Maintenant que ces temps de folie semblent derrière nous, et que l’on est revenu à une armée de métier, il conviendrait cependant de ne pas oublier tout ceci. Si l’on assiste à la fin d’un cycle, à l’extinction de cette logique suicidaire et destructrice, inaugurée par la Révolution, et qui a conduit à l’augmentation terrifiante du nombre de personnes engagées dans les guerres, qui s’en plaindrait ? Et qui la regretterait, souhaitant poursuivre – ad vitam eternam ?… – dans la même direction ?…
III : Revenons-en, maintenant, à ces hommes politiques et personnalités diverses qui découvrent les vertus du Service Militaire maintenant qu’il n’existe plus.
Les uns pensent sottement, que l’Armée pourrait – mais, est-ce son rôle ? et en a-t-elle, vraiment, la possibilité ? … – apporter à des enfants non éduqués ou mal eduqués l’éducation qui leur fait défaut et les valeurs qui leur manquent ! Ils s’imaginent que l’Armée pourrait redresser ce qui pousse tordu depuis l’enfance !….
Les autres oublient que quand le Service militaire existait le flot de critiques ne cessait de s’étendre, d’enfler et de se durcir. Ils se prévalent, disent-ils, de certains sondages qui montreraient qu’une majorité de français serait favorable au rétablissement du service militaire ou à l’instauration d’un service civil. Si cela était vrai, si effectivement une majorité de sondés disait cela, encore faudrait-il s’assurer qu’il s’agit exclusivement de gens concernés par ce rétablissement de la conscription.
En effet, si l’on pose la question à des gens d’âge mûr, cela n’a aucun sens. On le sait bien, l’âge embellit tout, même ce qui à l’époque n’était pas forcément vécu comme authentiquement gratifiant; et si des personnes de 50 ans ou plus regrettent leur jeunesse et leurs « années de régiment », c’est leur affaire. De toutes façons, elles ne sont plus concernées et ne repartiront plus au dit régiment, pour ce « bon vieux temps » dont il y a du reste fort à parier, dans la plupart des cas, qu’il est bien meilleur dans leur souvenir, qui embellit tout, que lorsqu’elles le tiraient pour de bon…
Non, il ne faut poser la question qu’à des jeunes directement concernés, c’est à dire qui partiraient pour un an, ou plus; des jeunes entre 18 et 22/23 ans et qui accepteraient – ou à qui l’on imposerait – cette coupure d’un an, ou plus, dans leurs études, leur formation, leurs projets. Et là, il y a fort à parier que les résultats du sondage réserveraient de grandes surprises, et ne seraient certainement pas ce qu’on a claironné ici ou là; il y a fort à parier que les mêmes reproches que l’on faisait naguère réapparaîtraient aussitôt, et presque dans les mêmes termes, peut-être même plus virulents encore, maintenant que l’on a goûté au monde sans conscription….

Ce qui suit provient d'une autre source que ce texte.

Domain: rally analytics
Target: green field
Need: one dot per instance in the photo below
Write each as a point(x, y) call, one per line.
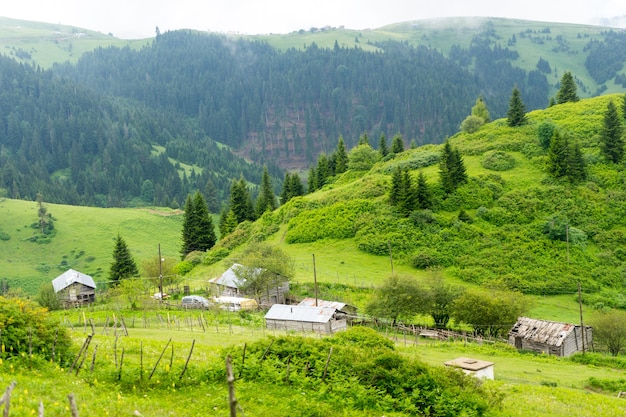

IV : Maintenant que ces différentes observations, réticences et critiques ont été formulées, on peut dire pourquoi il est possible d’être plutôt favorables à un certain Service Civique, pour peu qu’il repose exclusivement sur la liberté de chacun, qu’il ne soit en rien imposé, qu’il naisse du désir véritable, authentique et non contraint de servir son pays pendant une année, ou un peu plus.

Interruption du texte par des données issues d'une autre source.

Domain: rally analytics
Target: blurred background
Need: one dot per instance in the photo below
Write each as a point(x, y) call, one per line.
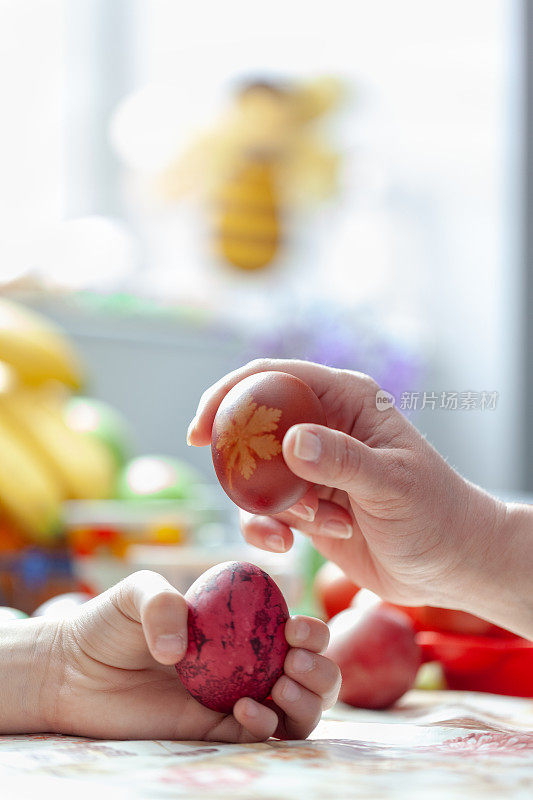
point(187, 186)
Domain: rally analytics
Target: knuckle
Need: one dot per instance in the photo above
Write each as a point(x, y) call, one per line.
point(259, 364)
point(345, 461)
point(402, 475)
point(362, 381)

Les besoins ne manquent pas, soit dans ce que l’on appelait hier la coopération, soit dans le militaire proprement dit. Chacun y trouverait son compte, et il serait beau et utile – ce n’est pas forcément toujours contradictoire… – de concilier dévouement, efficacité et intérêts réciproques bien compris.
L’armée, par exemple, trouverait très probablement chaque année des milliers de jeunes – garçons ou filles – qui se mettraient gratuitement à sa disposition, comme c’était le cas auparavant, avec le service militaire soi-disant obligatoire….

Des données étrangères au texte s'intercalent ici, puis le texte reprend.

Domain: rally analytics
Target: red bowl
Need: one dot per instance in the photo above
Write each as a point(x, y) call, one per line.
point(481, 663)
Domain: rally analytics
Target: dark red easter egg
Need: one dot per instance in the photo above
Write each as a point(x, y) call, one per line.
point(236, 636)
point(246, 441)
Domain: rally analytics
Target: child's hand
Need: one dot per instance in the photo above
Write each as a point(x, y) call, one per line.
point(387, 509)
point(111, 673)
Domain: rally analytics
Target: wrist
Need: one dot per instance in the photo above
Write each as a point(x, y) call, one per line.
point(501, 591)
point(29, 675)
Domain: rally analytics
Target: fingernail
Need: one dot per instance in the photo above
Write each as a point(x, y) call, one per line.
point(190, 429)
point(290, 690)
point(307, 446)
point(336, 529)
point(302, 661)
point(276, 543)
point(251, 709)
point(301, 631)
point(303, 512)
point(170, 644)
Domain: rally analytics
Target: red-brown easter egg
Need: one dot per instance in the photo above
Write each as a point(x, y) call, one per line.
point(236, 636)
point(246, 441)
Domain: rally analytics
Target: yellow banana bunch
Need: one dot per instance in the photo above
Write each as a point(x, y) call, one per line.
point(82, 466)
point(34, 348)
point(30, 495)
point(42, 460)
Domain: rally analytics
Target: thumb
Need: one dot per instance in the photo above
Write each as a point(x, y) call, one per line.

Et ceci lui permettrait de surmonter en grande partie, voire totalement, les problèmes de recrutement qu’elle rencontre: car, ne nous leurrons pas, aucune solution n’étant jamais satisfaisante à 100%, l’armée professionnalisée d’aujourd’hui peine un peu, parfois, à couvrir l’ensemble de ses besoins. Du moins, à les couvrir correctement, avec du personnel vraiment qualifié et valable…
On pourrait, par diverses mesures techniques, rendre très attractif ce temps de Service pour les jeunes, dans ce qui serait une sorte de donnant-donnant intelligent, mais surtout gagnant-gagnant. D’abord, bien sûr, et comme cela se faisait avant, comptabiliser ce temps de Service dans la vie active (et pourquoi pas avec un petit bonus ? par exemple, selon le temps effectué…?). Ensuite, et comme cela se faisait aussi auparavant – mais on pourrait le systématiser – assurer des formations diverses : permis de conduire (de tous types : poids-lourd, transport en commun…); formation sérieuse et poussée à l’Informatique, ainsi qu’une formation et des diplômes (reconnus dans le civil) dans tout ce qui touche le Sport et l’encadrement des groupes (jeunes ou moins jeunes); enfin, l’Armée proposant une très large gamme de métiers, une ou des approches pratiques de ces métiers, sanctionnée par un diplôme, fournirait au jeune un début d’expérience professionnelle, appréciable sur un CV…
On le voit, un séjour à l’Armée, très utile pour la Défense, pourrait se révéler aussi très attractif pour un jeune, sous réserve et à la condition expresse qu’il ne soit pas forcé, et repose sur le volontariat….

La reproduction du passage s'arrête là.